There's no problem using VS for editing. Crawl has a VS solution in the MSVC directory. It's what I use. You just use msysgit for building instead of VS because the VS build is broken.

A huge amount of Crawl's code is written post-Linley, and a lot of the stuff that uses classes will be more recent, yes. Like I said, Crawl is not a gleaming example of best practices; but hey, it works!

Anyway even if you're just editing in Notepad (you might want to try SublimeText instead though) you can still use grep from msysgit to do a source-wide search. "Search all files" (or "Find all references" in VS) is my standard way of finding out how anything works, not just Crawl.

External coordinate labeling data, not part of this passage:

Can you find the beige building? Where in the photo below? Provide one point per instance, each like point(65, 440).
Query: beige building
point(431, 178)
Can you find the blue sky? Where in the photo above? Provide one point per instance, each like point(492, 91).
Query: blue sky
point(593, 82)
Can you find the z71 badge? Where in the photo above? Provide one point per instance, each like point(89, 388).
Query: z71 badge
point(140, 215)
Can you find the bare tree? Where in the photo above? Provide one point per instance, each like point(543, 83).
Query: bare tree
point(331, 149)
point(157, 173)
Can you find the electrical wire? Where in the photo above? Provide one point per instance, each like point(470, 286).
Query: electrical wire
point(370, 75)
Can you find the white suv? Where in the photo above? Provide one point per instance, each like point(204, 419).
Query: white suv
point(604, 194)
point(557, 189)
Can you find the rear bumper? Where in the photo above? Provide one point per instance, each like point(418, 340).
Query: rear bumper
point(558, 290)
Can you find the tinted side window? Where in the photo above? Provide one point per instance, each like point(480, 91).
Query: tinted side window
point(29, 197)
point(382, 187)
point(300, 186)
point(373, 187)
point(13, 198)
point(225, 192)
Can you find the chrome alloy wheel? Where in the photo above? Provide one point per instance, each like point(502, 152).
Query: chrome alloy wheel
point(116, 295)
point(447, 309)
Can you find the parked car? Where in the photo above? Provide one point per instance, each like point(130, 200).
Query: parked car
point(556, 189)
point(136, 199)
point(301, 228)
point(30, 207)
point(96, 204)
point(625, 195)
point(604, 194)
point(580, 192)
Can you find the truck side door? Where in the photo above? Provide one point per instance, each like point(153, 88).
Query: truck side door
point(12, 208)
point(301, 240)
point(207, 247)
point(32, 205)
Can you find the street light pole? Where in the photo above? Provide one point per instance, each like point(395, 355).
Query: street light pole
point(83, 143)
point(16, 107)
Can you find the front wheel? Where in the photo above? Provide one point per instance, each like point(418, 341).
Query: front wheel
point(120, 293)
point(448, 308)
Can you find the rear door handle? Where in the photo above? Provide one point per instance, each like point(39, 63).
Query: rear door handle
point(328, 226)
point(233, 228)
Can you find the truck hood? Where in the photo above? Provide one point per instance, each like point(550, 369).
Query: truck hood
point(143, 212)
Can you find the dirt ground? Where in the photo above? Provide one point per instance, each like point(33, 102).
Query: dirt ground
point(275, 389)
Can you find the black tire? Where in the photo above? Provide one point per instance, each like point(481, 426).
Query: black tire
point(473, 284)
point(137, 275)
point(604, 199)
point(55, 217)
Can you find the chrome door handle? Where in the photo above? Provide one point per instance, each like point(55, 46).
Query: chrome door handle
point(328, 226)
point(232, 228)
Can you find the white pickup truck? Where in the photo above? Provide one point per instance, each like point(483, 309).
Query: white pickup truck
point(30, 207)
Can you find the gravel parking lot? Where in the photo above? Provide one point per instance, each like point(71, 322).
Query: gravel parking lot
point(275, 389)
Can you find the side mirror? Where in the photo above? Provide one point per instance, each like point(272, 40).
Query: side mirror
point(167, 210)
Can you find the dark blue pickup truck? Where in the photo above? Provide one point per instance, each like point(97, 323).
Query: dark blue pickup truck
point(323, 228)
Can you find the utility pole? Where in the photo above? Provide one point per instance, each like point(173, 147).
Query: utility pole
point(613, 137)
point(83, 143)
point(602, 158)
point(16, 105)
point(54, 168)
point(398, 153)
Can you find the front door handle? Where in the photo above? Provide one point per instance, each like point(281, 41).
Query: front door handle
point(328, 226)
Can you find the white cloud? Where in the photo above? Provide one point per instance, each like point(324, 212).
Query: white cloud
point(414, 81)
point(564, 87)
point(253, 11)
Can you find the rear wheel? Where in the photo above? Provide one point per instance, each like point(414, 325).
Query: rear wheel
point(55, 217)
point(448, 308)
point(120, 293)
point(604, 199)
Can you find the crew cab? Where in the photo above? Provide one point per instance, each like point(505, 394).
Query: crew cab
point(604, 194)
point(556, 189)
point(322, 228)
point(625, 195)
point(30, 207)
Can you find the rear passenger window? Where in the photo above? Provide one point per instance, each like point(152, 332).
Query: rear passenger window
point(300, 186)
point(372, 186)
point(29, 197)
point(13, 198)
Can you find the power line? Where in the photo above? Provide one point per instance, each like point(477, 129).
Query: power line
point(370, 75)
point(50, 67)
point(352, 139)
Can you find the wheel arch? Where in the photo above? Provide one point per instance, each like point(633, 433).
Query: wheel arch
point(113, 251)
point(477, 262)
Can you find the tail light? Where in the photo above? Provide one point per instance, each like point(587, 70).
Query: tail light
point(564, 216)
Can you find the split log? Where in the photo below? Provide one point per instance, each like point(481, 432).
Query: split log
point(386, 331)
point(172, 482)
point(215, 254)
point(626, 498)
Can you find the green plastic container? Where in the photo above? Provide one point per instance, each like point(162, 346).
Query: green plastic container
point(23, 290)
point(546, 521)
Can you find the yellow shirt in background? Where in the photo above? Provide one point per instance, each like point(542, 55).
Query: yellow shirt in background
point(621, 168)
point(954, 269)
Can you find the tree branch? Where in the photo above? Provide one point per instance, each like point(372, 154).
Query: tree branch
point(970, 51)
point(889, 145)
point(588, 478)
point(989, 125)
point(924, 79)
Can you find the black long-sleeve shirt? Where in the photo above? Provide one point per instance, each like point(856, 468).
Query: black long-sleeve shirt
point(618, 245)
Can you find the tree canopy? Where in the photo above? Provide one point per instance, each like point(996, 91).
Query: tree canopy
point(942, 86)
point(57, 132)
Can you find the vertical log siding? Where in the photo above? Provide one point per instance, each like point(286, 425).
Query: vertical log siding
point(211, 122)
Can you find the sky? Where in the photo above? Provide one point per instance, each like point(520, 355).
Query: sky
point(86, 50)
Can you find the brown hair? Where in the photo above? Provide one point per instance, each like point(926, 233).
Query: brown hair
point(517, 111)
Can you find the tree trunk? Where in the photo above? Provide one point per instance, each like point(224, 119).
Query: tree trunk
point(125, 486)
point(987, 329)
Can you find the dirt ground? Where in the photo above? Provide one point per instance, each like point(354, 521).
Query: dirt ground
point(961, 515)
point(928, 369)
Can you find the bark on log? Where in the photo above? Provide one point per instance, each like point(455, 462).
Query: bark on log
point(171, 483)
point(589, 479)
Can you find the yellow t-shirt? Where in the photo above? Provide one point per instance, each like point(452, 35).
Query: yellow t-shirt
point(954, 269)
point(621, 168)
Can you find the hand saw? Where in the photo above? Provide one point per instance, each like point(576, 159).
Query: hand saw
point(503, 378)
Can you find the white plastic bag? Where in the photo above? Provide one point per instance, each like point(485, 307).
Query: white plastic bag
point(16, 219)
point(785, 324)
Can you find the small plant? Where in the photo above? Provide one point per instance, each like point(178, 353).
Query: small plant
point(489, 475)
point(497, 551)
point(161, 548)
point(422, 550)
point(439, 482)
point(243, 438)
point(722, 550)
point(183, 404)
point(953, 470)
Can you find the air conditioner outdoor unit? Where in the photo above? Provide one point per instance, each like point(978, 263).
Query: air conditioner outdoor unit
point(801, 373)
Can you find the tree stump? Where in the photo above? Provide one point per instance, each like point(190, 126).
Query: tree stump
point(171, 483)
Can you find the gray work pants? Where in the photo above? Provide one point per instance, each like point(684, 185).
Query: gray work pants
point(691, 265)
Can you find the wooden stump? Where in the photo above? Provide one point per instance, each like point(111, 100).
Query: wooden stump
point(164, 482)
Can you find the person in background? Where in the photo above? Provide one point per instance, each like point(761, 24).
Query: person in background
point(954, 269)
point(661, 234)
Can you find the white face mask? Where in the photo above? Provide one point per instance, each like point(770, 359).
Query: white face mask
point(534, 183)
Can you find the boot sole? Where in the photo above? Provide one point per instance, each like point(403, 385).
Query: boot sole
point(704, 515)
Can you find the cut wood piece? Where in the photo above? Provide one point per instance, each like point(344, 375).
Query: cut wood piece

Re: Where are rods defined in the source code

PostPosted: Wednesday, 13th March 2013, 22:12
by mumra
galehar wrote:At some point, a good debugger helps a lot and eclipse has a great GUI for gdb.


... Having said the above, I should actually try eclipse at some point if debugging is fairly painless to set up.

Re: Where are rods defined in the source code

PostPosted: Wednesday, 13th March 2013, 22:46
by galehar
mumra wrote:
galehar wrote:At some point, a good debugger helps a lot and eclipse has a great GUI for gdb.


... Having said the above, I should actually try eclipse at some point if debugging is fairly painless to set up.

Well, I didn't said it was painless to set up... It's ok under Linux, some more work under windows. But once set up, it's really convenient. Easier to "attach to a process" than start it from eclipse too. Also, STL Support is awesome, but Linux only for now (needs gdb 7, msysgit has 6.8).
I run windows but use a debian VM to do any serious dev.

Re: Where are rods defined in the source code

PostPosted: Wednesday, 13th March 2013, 23:02
by mumra
I will have a go at some point (I just also saw a gdb extension for Visual Studio which looks interesting). But yes, I really should set up a VM at some point anyway for various reasons!

Re: Where are rods defined in the source code

PostPosted: Thursday, 14th March 2013, 00:47
by khalil
Thanks for all the advice.
I'll try and see if I can get it to work with visual for now.